Cet après-midi, nous sommes venus écouter Ido Zeev, un tout jeune pianiste israélien formé dans son pays et en Europe : il a ainsi travaillé avec Nikolaï Lugansky, Evgeny Kissin, Christoph Eschenbach, Menahem Pressler, Michel Béroff. Actuellement, il se perfectionne avec Arie Vardi à Hambourg et avec Florence Millet à Cologne. Martha Argerich l'a adoubé après son 3e Prix au Concours international de Vigo en Espagne dont elle était présidente du jury. Et elle l'a fait jouer il y a quelques semaines, à Hambourg dans son festival, avec l'Orchestre d'Oxford où il a remporté un grand succès. De lui, elle dit qu'il est « un grand talent, un pianiste brillant, un musicien très investi et sensible. »

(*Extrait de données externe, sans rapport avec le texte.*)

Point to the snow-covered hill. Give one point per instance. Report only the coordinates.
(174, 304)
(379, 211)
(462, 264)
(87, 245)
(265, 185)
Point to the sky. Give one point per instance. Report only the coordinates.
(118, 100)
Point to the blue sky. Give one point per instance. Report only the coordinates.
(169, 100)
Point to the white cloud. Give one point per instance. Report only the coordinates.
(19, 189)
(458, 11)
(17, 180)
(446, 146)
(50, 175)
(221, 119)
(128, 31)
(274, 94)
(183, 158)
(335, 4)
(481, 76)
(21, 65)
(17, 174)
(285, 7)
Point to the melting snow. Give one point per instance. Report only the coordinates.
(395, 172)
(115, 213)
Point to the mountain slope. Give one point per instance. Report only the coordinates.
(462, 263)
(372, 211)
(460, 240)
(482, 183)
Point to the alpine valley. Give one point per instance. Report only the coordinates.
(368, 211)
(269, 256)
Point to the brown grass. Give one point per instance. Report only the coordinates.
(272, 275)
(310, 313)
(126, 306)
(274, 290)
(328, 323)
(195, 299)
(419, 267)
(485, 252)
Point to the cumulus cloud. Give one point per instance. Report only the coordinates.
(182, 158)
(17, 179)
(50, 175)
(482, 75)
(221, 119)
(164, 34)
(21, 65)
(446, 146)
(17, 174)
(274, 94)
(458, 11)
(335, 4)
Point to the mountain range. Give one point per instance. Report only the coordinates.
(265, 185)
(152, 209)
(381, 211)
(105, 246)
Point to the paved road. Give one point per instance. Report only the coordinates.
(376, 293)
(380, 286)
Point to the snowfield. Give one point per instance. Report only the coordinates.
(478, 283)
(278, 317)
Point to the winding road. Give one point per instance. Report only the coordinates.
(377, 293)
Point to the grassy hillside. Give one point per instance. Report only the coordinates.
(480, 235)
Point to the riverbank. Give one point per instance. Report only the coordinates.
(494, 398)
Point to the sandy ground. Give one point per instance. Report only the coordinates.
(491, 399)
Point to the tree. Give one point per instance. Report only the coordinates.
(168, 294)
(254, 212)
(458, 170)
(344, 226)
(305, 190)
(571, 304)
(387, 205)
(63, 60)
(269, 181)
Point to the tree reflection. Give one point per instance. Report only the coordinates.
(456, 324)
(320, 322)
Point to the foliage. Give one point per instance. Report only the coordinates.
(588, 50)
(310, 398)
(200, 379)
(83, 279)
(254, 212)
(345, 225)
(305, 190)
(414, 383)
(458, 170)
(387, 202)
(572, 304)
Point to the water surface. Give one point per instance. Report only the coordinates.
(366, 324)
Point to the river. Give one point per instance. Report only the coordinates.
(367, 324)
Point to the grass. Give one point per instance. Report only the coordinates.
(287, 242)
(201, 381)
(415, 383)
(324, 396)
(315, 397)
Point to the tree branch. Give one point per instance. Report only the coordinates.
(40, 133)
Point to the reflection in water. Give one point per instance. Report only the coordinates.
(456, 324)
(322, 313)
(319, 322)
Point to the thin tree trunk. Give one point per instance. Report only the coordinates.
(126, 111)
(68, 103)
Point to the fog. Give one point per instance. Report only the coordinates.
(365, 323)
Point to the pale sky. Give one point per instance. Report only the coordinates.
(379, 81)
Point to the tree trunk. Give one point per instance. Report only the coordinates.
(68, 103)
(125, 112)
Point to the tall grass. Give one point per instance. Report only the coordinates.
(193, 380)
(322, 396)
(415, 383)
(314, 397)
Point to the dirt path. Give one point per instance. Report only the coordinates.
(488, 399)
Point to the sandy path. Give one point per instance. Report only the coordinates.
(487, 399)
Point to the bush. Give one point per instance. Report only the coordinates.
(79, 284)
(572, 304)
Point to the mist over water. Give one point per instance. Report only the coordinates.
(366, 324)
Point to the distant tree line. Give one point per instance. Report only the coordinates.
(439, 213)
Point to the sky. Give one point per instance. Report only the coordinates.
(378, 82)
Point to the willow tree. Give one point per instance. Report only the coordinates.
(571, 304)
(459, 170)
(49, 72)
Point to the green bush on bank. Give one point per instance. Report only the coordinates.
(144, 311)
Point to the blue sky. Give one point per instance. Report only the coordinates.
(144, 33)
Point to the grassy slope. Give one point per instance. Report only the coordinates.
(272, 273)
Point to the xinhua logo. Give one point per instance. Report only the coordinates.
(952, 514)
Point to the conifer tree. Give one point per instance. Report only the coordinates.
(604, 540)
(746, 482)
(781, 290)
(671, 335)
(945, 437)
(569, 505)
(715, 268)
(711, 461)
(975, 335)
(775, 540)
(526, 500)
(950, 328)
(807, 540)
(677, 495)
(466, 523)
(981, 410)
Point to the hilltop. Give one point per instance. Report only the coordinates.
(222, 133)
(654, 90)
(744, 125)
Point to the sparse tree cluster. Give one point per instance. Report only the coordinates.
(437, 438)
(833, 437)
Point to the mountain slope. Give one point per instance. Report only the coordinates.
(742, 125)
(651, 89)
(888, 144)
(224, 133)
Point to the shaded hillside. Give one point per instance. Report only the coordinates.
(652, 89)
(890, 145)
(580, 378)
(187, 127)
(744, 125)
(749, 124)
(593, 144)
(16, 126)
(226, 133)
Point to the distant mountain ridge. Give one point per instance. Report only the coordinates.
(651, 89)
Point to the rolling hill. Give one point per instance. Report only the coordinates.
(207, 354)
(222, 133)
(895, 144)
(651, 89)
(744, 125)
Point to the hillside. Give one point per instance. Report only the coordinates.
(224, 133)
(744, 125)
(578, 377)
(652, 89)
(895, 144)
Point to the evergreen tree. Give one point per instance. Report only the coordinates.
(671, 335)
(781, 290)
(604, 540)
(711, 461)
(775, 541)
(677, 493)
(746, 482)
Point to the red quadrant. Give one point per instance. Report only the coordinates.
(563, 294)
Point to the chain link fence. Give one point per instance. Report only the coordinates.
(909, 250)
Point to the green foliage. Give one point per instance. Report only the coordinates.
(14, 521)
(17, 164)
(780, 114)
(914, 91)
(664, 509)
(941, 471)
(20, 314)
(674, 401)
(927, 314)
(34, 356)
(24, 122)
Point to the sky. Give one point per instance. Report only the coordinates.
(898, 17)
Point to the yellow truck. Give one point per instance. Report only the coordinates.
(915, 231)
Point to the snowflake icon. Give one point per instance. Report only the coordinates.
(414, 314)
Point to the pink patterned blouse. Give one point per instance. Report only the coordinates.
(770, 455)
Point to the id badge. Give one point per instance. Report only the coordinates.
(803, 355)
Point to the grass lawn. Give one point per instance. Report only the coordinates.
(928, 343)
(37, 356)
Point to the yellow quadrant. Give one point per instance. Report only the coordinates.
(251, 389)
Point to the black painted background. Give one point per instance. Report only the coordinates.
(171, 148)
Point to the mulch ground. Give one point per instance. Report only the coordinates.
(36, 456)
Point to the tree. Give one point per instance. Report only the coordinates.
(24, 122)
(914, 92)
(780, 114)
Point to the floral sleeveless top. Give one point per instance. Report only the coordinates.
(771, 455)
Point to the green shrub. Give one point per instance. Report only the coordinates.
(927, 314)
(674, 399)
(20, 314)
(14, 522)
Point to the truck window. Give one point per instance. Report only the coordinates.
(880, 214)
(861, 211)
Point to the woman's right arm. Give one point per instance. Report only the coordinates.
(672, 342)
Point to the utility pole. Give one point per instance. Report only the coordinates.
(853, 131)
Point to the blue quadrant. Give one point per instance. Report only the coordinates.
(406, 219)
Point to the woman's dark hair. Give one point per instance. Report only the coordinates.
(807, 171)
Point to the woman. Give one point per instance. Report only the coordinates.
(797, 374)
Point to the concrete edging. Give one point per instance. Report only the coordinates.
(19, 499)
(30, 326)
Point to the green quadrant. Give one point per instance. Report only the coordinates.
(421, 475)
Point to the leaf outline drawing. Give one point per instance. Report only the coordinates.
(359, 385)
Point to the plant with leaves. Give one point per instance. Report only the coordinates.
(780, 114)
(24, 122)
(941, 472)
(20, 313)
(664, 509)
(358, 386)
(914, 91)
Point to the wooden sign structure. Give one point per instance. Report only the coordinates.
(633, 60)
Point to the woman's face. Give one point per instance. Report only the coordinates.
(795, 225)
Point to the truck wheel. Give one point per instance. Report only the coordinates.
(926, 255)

Le voici faisant ses débuts à La Roque. Mince, costume bleu nuit, chemise blanche, il s'avance un peu tendu vers le piano, mais souriant et dégageant une aura très naturelle. Que joue-t-il ? Une sonate de Scarlatti ? Non ! Il improvise une bonne trentaine de secondes pour entrer avec douceur dans le la mineur du Rondo KV 511 de Mozart qu'il va jouer avec un équilibre parfait entre une articulation précise et une sonorité ronde, profonde et boisée. On a peine à croire que c'est le piano que jouait la veille, à la même heure, Novak Defrance. Ce rondo est redoutable, il faut en habiter la douleur mais sans insister, il faut en varier les articulations, tenir en haleine l'auditeur qui peut rapidement se perdre dans ses circonlocutions si le pianiste s'absente, car lui-même ne pourra pas revenir dans la ronde.

Ido Zeev à La Roque d'Anthéron © Valentin Chauvin
Ido Zeev à La Roque d'Anthéron
© Valentin Chauvin

Ido Zeev est là, présent en chaque note, hypersensible mais son propos s'exprime dans un cadre tenu de main de maître. Impressionnant. Vient la Sonate en ré majeur KV 311, pas la plus facile, pas la plus palpitante au premier abord, mais l'une des plus solidement structurées de la série, bien qu'elle ait quelque chose de haydnien dans certains passages et un finale grandiose. Le jeu est direct, incarné, intense mais sans une once de sentimentalité, l'allure toujours juste et équilibrée, les tempos évidents en raison du métronome mais aussi et surtout du poids du son et de phrases tenues jusqu'au bout. C'est un Mozart qui chante et semble une réduction d'orchestre au piano. C'est remarquable et passionnant.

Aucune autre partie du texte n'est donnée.